BigQuery

Installing BigQuery clients

To interact with BigQuery from Python, install the google-cloud-bigquery library:

$ pip install google-cloud-bigquery

Access credentials

Access to Google services is provided via a credentials file, which can be downloaded from the IAM page of the Google Cloud Console, or given to you by your Google account administrator.

Typically, these credentials will either be per user or they will correspond to a service account (a system user who only has minimal permissions on the project):

  • If you have your own credentials, we suggest storing these in your home directory under /home/faculty. For a description of how your home directory persists across servers, read the Your home directory section of the documentation.
  • If the credentials belong to a service account linked to the project, we suggest storing the credentials in the project workspace so that everyone in the project can access them.

Once you have settled on a location for the credentials, make sure the BigQuery client knows how to find them by setting the GOOGLE_APPLICATION_CREDENTIALS environment variable.
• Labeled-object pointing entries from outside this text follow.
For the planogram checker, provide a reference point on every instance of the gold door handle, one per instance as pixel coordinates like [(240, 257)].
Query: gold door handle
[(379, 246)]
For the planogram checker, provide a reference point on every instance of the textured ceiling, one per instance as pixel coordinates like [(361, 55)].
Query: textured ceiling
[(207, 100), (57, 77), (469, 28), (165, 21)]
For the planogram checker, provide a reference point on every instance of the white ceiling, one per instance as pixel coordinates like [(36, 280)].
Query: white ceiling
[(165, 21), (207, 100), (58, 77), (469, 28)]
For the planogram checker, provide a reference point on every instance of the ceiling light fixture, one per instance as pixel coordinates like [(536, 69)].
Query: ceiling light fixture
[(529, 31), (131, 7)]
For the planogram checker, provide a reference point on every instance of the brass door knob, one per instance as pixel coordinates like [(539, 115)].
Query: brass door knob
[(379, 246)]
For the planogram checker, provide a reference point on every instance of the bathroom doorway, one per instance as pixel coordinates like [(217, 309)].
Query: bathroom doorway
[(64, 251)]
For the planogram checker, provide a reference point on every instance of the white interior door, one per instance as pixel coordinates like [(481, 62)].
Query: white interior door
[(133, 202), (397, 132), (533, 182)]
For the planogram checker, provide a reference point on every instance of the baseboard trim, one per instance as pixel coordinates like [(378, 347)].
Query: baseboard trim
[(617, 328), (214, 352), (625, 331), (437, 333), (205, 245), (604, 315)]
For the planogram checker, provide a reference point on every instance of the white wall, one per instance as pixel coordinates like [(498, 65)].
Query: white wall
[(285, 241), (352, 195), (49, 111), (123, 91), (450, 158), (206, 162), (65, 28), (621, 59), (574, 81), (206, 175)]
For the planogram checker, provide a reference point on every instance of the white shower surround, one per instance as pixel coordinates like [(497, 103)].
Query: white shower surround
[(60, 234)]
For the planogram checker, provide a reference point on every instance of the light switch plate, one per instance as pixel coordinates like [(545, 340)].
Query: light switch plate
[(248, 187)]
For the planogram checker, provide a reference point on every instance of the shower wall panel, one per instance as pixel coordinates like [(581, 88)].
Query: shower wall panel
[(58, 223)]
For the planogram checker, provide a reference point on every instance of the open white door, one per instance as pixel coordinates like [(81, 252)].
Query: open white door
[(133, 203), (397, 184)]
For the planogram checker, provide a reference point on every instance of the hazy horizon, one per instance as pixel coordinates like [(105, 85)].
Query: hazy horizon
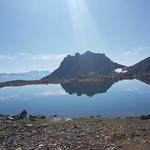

Run the following commands, replacing /path/to/credentials.json with the absolute path to the credentials:

echo "export GOOGLE_APPLICATION_CREDENTIALS=/path/to/credentials.json" > /etc/faculty_environment.d/gcloud-credentials.sh
sudo sv restart jupyter  # Restart Jupyter to make sure it has access to credentials.

To make setting up servers more reproducible, we recommend adding these commands to the scripts section of a custom environment. For further information on setting environment variables in Faculty, refer to the Environment variables section.

Accessing BigQuery from Python

from google.cloud import bigquery

client = bigquery.Client()
query = "SELECT * FROM `bigquery-public-data.london_bicycles.cycle_hire` LIMIT 10"
df = client.query(query).to_dataframe()

This returns the result of the query as a Pandas dataframe.

Refer to the BigQuery documentation for other examples.